Parei na pracinha e disse que os esperaria ali, mas vendo que não voltavam logo fui atrás. Sobre o balcão, uma vendedora pusera uns 10 pacotes de leite em pó já dentro de um saco plástico e com uma calculadora nas mãos olhou para o Silas e mostrou uma conta em pesos cubanos, que, números convertidos, dariam muitos euros. Eu me pus ao lado e perguntei o que era aquilo, houve uma certa desarticulação da negociata com a minha chegada, embora o Silas não fosse dar tanto dinheiro para o rapaz assim tão facilmente. Resultado, depois de algum tempo, foram sendo tirados os pacotes e um único pago pelo Silas custou 6,60 CUCs. Mas a ideia do cubano era que nós, os otários, pagássemos um dinheirão para ele, logo em seguida, trocar o produto adquirido com seu comparsa da loja em que estávamos… Bem pensados o truque e a malandragem.
Assédio ao turista
Vivemos esse assédio inúmeras vezes. A ponto de eu sonhar com isso, acordar assustada e incomodada no meio da noite.

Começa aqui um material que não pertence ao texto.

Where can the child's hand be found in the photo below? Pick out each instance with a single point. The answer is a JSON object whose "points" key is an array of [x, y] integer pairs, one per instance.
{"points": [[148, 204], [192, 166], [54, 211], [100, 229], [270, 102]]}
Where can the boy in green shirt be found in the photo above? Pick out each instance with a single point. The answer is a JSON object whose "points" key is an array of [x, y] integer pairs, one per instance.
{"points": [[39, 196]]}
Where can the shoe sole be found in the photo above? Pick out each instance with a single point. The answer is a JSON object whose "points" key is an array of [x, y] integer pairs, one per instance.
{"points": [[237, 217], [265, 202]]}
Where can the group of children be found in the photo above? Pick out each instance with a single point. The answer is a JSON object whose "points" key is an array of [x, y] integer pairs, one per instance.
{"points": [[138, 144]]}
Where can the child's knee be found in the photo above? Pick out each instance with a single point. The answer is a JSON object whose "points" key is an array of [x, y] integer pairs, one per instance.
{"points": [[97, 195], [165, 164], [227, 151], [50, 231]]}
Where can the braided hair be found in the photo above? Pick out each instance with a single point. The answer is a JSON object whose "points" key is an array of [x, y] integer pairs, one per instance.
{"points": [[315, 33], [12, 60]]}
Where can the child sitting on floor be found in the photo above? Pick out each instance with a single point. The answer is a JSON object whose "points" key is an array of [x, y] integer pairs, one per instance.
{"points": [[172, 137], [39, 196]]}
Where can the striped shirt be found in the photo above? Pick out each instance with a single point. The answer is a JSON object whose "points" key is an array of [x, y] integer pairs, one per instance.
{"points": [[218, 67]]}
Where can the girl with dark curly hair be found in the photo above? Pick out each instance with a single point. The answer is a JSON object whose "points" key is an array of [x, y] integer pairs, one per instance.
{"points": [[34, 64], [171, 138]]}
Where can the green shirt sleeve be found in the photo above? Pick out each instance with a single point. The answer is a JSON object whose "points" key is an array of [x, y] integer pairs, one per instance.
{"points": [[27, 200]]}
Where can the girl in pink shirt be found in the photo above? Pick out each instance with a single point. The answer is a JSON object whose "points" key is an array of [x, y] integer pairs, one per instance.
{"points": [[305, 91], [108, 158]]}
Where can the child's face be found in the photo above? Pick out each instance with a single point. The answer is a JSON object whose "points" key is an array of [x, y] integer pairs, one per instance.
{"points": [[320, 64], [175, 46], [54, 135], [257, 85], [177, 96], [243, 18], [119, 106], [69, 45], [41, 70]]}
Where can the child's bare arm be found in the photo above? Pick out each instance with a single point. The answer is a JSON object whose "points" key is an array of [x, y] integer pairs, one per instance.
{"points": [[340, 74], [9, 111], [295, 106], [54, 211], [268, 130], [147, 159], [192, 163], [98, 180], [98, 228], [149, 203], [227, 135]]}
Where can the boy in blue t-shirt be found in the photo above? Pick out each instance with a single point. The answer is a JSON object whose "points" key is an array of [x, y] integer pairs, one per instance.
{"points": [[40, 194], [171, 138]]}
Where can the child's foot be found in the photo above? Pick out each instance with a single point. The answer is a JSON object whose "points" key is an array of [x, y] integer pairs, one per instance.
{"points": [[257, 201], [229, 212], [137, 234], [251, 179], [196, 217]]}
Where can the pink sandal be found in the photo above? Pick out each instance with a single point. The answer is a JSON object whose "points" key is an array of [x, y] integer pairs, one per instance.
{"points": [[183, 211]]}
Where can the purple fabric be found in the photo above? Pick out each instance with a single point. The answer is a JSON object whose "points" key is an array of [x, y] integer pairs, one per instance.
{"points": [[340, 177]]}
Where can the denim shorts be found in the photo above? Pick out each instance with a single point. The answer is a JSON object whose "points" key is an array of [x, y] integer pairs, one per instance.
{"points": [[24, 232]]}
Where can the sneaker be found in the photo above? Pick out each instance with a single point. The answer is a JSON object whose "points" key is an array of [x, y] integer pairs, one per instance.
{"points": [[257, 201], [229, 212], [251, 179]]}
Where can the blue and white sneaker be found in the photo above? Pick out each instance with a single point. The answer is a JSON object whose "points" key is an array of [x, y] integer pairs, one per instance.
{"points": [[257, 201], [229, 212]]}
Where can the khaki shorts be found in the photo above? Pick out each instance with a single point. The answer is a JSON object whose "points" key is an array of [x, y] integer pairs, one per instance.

A abordagem ao turista fica muito manjada depois de um tempo. Eles se aproximam e para puxar conversa perguntam:
– Where are you from?
Ou dizem:
– Parece cubana!
– De França?
– És italiano?
E oferecem taxi:
– Taxi, lady?
– Taxi, man?
Eles também acenam pedindo para que você acenda o cigarro deles, como se não tivessem fogo.
Deu espaço, meu amigo, vai ser enrolado. Isso acontece o tempo todo assim que você põe a cara na rua. Sem exceção. O assédio é enorme, ininterrupto, incessante. Desagradável.
Para fazer justiça aos havaneiros, é claro que não são todos agindo assim. Só os oportunistas do turismo e, mesmo esses, depois que você já lhes deu dinheiro, o deixarão por uns instantes em paz. Até que o próximo se aproxime e tudo recomece.
Fora isso, houve um dia que saí sozinha, sem o Silas. Aí o assédio foi menor porque eu me fazia totalmente de surda e não os olhava de jeito nenhum. Há os que vêm pra cima e constrangem fortemente, com um jeito de chegar chegando quando você está só. Então, não dá para dar nenhuma sombra de confiança. Do contrário, sopa! Já seria uma boa presa.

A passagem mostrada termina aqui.